The focus here on research monographs suggests that they have particular significance as part of geography’s textual legacy, though there is no reason why questions of canonicity cannot be approached from different perspectives. Reprinting and revisiting classic texts, especially those from non-Anglophone traditions, is important, but there might also be other ways in which we can explore the processes of constructing canonicity by returning to specific sites of knowledge production (whether a museum, laboratory, field or university classroom), and considering the coincidence of charisma and context that enables a particular individual to have particular disciplinary influence (see Agnew and Livingston, 2011). This perspective can of course be reversed, allowing us to think about why certain knowledges were marginalized or excluded (see, e.g. Cresswell, 1998, on Ben Reitman, or Sibley, 1995, on WEB Du Bois).
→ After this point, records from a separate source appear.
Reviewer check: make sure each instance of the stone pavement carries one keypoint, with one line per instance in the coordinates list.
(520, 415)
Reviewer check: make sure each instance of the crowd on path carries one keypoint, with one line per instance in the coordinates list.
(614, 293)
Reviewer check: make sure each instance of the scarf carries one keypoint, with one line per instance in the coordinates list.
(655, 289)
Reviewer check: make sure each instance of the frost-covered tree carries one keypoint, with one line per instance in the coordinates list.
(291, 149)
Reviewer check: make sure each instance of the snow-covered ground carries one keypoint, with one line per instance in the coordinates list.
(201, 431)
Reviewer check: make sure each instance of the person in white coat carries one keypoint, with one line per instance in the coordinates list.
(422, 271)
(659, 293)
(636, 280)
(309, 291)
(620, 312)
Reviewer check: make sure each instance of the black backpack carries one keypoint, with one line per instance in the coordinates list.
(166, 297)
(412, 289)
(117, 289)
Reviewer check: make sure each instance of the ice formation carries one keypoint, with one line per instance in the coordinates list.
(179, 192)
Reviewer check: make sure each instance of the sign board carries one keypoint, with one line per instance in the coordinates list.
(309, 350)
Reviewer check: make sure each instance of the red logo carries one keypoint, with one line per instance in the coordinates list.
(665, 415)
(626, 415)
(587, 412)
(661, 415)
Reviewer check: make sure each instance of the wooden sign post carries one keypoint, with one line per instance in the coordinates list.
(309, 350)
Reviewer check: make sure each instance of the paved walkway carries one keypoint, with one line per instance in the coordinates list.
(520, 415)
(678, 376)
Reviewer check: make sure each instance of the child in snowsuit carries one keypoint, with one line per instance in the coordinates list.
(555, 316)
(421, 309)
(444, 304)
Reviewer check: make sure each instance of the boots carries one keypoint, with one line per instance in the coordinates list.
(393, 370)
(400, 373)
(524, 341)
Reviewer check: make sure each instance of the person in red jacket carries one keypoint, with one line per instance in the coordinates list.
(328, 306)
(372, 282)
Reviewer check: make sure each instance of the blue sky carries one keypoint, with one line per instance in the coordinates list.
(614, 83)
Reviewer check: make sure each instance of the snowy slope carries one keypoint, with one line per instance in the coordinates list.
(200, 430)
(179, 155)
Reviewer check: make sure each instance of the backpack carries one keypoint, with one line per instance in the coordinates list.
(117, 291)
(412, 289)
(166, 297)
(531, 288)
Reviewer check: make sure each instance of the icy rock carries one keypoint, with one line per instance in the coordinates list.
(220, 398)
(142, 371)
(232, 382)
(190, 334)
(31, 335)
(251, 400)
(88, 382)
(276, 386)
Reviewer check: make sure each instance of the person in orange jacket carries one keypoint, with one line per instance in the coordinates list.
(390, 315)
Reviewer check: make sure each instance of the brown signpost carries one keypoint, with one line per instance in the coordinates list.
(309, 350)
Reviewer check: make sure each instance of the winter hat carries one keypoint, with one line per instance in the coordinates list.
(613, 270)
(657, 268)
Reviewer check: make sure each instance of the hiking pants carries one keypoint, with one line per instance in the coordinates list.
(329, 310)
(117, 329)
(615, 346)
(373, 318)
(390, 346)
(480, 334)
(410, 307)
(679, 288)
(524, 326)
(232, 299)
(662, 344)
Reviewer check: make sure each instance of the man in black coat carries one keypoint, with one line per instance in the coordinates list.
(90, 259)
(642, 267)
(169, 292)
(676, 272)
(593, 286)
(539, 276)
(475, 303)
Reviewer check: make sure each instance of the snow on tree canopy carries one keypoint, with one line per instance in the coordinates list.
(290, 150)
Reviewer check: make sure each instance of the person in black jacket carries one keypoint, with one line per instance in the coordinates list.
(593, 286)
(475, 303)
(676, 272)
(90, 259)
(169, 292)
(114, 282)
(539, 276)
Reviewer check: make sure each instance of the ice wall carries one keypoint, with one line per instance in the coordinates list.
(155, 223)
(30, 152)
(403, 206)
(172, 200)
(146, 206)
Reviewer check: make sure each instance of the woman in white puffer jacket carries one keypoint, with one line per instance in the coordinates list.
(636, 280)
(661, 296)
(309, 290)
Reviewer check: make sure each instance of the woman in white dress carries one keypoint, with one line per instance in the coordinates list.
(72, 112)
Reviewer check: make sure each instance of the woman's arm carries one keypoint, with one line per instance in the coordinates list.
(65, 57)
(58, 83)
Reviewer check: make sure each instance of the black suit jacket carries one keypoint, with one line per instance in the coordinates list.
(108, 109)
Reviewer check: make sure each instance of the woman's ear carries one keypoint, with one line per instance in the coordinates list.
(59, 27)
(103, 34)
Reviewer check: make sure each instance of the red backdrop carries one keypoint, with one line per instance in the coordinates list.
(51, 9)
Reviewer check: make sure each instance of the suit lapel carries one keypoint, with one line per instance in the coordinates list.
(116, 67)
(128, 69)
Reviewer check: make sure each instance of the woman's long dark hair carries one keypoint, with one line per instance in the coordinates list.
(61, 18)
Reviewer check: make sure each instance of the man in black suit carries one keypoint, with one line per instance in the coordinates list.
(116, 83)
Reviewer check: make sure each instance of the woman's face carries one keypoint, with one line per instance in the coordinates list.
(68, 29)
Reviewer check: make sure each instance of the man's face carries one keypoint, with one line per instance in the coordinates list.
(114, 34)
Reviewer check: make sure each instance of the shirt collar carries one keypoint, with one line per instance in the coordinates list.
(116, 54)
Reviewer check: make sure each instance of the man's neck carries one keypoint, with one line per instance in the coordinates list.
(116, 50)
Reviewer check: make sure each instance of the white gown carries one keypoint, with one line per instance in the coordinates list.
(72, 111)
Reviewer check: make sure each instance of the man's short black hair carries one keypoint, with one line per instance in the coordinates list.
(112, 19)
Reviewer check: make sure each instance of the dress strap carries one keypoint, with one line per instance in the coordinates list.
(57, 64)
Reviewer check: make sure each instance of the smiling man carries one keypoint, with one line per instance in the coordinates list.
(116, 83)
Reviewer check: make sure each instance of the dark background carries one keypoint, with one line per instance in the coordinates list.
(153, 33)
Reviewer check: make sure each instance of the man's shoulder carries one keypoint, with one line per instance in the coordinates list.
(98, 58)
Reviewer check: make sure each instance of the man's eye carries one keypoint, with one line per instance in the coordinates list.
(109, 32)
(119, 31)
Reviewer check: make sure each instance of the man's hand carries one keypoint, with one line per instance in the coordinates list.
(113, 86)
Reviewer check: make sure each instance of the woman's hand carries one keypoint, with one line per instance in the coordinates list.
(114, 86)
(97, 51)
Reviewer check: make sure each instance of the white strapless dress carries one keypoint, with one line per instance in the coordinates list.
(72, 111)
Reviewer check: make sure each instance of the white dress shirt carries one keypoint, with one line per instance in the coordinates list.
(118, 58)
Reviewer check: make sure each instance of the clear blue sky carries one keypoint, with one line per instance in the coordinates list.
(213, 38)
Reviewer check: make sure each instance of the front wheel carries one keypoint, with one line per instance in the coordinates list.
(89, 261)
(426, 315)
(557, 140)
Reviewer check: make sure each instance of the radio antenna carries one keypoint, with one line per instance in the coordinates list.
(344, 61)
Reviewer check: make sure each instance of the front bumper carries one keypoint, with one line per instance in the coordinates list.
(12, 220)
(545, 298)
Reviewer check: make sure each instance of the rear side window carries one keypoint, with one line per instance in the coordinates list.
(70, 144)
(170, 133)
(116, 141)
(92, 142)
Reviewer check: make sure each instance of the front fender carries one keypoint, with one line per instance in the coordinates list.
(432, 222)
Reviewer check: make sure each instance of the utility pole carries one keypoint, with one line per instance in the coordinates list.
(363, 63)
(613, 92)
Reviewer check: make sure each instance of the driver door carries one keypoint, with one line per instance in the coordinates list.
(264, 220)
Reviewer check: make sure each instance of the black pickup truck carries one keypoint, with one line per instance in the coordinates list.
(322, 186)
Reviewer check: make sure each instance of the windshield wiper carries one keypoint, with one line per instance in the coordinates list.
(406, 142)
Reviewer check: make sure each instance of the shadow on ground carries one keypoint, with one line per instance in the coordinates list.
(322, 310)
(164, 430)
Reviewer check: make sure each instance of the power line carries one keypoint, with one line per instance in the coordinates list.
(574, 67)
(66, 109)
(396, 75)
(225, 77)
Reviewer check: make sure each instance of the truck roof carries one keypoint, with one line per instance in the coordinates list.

So while I disagree with the central thesis that geography is particularly disrespectful of its canon, the idea that we need to constantly re-evaluate what we regard as canon and question the production and institutionalisation of geographical knowledge, is well made. As is stressed here, thinking about the limits of language is also vital in a discipline where the hegemony of Anglo-American geography has been slow to unravel. I hence look forward to the authors of this piece bringing the work of Augustin Berque, Horacio Capel, Franco Farinelli, Yves Lacoste, Jacques Lévy, Claude Raffestin, Milton Santos and others to a wider Anglophone audience, allowing for a fuller and more inclusive consideration not just of where the discipline has been, but where it is now.